Whence the NABT's supreme confidence in evolutionary theory given the severe problems that continue to trouble it? The origin of life, the origin of the genetic code, the origin of multicellular life, the origin of sexuality, the gaps in the fossil record, the biological big bang that occurred in the Cambrian era, the development of complex organ systems, and the development of irreducibly complex molecular machines are just a few of the more serious difficulties that confront every account of the origin and development of life that posits only purposeless, material processes. These problems are not going away and, if anything, the prospect of accounting for them given naturalism is becoming worse with time. Whence, then, the NABT's dogmatism in excluding intelligent design from the scientific playing field?
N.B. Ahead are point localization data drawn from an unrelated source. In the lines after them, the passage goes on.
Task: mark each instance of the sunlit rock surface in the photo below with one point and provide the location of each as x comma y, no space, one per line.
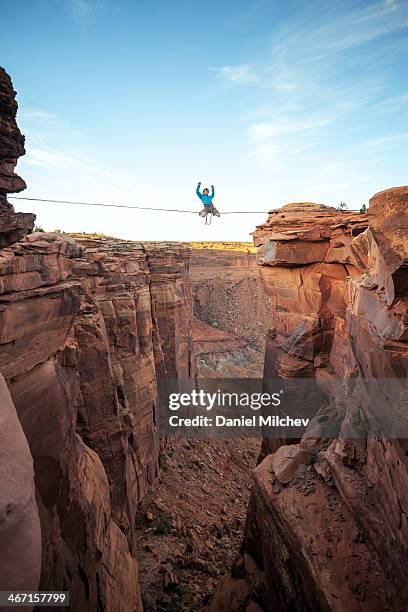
326,526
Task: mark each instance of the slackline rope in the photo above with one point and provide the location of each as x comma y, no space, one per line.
194,212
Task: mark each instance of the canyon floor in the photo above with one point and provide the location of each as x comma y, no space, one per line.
190,525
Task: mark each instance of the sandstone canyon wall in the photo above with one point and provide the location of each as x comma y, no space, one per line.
12,225
231,313
326,527
91,331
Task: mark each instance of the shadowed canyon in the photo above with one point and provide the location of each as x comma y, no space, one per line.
94,334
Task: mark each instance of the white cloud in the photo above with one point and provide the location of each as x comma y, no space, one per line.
239,74
46,157
259,132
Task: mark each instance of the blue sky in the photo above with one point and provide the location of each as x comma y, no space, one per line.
135,101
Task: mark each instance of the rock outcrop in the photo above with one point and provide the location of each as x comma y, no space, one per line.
231,311
326,527
13,226
90,333
20,538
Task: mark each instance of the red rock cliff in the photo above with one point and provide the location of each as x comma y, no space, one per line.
326,526
13,226
90,332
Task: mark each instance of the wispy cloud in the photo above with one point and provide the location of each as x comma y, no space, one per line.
325,83
239,74
81,11
49,139
52,158
260,132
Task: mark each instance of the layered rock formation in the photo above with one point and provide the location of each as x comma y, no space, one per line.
231,311
91,332
13,226
326,526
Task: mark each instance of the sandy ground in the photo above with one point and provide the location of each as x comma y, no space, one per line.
190,525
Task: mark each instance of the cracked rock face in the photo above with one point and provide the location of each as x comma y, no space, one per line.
13,226
90,333
326,527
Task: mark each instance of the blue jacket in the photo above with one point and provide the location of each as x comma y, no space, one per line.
206,200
The only reasons for excluding intelligent design from science are self-serving ones. Philosophers of science who remain fully committed to evolutionary theory, but know the difference between a good and a bad argument admit as much. For instance, Elliott Sober, a philosopher of biology at the University of Wisconsin, will write, "Before Darwin's time, some of the best and the brightest in both philosophy and science argued that the adaptedness of organisms can be explained only by the hypothesis that organisms are the product of intelligent design. This line of reasoning-the design argument-is worth considering as an object of real intellectual beauty. It was not the fantasy of crackpots but the fruits of creative genius." Nor does Sober exclude intelligent design from staging a comeback: "Perhaps one day, [intelligent design] will be formulated in such a way that the auxiliary assumptions it adopts are independently supported. My claim is that no [intelligent design theorist] has succeeded in doing this yet." My claim, on the other hand, is that design theorist are just beginning to succeed in this respect.
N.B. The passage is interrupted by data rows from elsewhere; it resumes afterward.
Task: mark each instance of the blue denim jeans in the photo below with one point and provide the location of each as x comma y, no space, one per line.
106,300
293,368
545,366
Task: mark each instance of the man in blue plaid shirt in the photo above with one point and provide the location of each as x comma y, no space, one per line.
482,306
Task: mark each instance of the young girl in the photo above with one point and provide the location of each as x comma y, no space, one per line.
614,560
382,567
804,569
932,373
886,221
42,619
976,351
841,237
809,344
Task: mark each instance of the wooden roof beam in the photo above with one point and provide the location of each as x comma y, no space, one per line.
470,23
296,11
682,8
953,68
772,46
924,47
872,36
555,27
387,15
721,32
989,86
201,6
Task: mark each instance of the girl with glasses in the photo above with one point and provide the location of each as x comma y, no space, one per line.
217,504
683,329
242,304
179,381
In conclusion, as head of Christian education for a large local church, the right thing for you to do is to stand your ground and continue to have intelligent design taught in the biology classes of your high school. The reason for taking this stand has nothing to do with a narrow, self-serving fundamentalism according to which Christianity will prosper only if evolutionary theory can be discredited. Intelligent design is not the latest Christian ploy to undermine evolutionary theory and thereby promote Christianity. The question, rather, is one of truth and fairness: to determine the scientific merits of evolutionary theory and intelligent design.
This is not to stack the deck and assert that intelligent design is true. Evolutionary theory may indeed be true. But if so, its truth ought to be ascertained not by artificially constricting the playing field on which scientific theories are decided. As things stand now, the new policy makers in charge of school certification are ruling intelligent design out of court without a fair hearing. This attitude cannot help further the cause of truth. Nor does it make for good pedagogy. The reason, then, for continuing to teach intelligent design within the biology curriculum of your Christian high school is to promote the free expression and critical examination of ideas. And within Christian education this is without a doubt the best signifier of the gospel.